Anime sante, exempio sempiterno,
lume e splendor del bel Thosco idïoma,
Dante e Petrarca, d’Arno honore eterno,
onde traheste voi la ricca soma
dei bei volumi? ……..
(Pascha, vv. 1 – 11)
La grave età spinge il poeta, nella Pascha, alla solita contaminazione di elementi sacri e profani, antichi e moderni, nel narrare i fatti che seguirono dalla morte di Cristo fino alla sua ascensione in cielo; ma è tutto un pretesto, che deve portare alla glorificazione dei Del Balzo, i quali, per una antica leggenda, si vantavano discendenti da uno dei tre re magi. Alla stessa intonazione cortigiana si collegano le Metamorfosi, nelle quali è compianta la morte di Alfonso d’Avalos e, al tempo stesso, anche la caduta della dinastia aragonese, introducendo nel poemetto visioni di ninfe e divinità fluviali del golfo di Napoli, che ripetono in volgare i vecchi fantasmi classici del Pontano.”
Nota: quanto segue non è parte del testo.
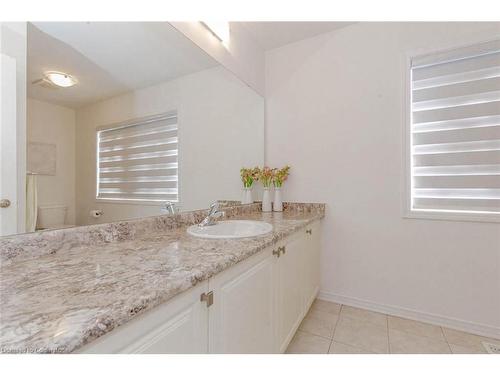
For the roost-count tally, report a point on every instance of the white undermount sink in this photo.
(231, 229)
En: Altamura, Antonio. L’umanesimo nel mezzogiorno d’Italia. Firenze: Bibliopolis, Libreria Antiquaria Editrice, 1941, pp. 164 – 167.
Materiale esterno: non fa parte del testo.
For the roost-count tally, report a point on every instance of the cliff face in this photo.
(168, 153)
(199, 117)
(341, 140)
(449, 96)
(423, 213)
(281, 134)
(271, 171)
“Benedetto Gareth, detto il Chariteo (1450 – 1514), nato a Barcellona, si trasferì a Napoli, dove fu bene accolto dalla corte aragonese, dalla quale ottenne important incarichi. Fu amico fedele di Ferrandino, che seguì in esilio, ma per dissapori col suo successore, Federico, si trasferì a Roma al servizio di Agostino Chigi. Tornato a Napoli, fu nominato da Consalvo di Cordova governatore di Nola. Le sue Rime, pubblicate da E. Percopo, Le rime del Chariteo, Napoli, 1892, o ricalcano il Petrarca e i latini, o diversamente assumono un andamento prosastico. Pur non essendo fulgidi di bellezza, alcuni suoi versi “danno un vivo commento sentimentale e personale alla storia e alla cronaca di quel decennio tra la fine del Quattro e i primi del Cinquecento” (B. Croce, Poeti e scrittori del pieno e tardo Rinascimento, vol. I, Laterza, 1945, pp. 37 – 43). Si vedano anche F. Tateo, o.c., pp. 121 – 133; E. Ciaravelli, Chariteo e le sue opere volgari, Bologna, 1887; A. D’Ancona, Del secentismo nella poesia cortigiana del sec. XV, in “Pagine di lett. e storia”; G. Getto, Sulla poesia del Chariteo, in “GSLI”, CXXIII, 1946; R. Consolo, Il libro di Endimione: Modelli classici, “inventio” ed “elocutio” nel Canzionere del Cariteo, in “Filologia e critica”, III, fasc. I, pp. 19 sgg.; E. Fenzi, La lingua e lo stile del Cariteo dalla prima alla seconda edizione dell’Endimione, in Univ. di Genova, Ist. di lett. ital., “Studi di filologia e lett.”, I, 1970, pp. 9 – 83; D. De Robertis, Il Chariteo, in “Il Quattrocento”, Garzanti, 1966.”
En: Della Roca, Alfonso, L’umanesimo napoletano del primo Cinquecento e il poeta Giovani Filocalo. Napoli: Liguori Editore, 1988, p. 12 – 13.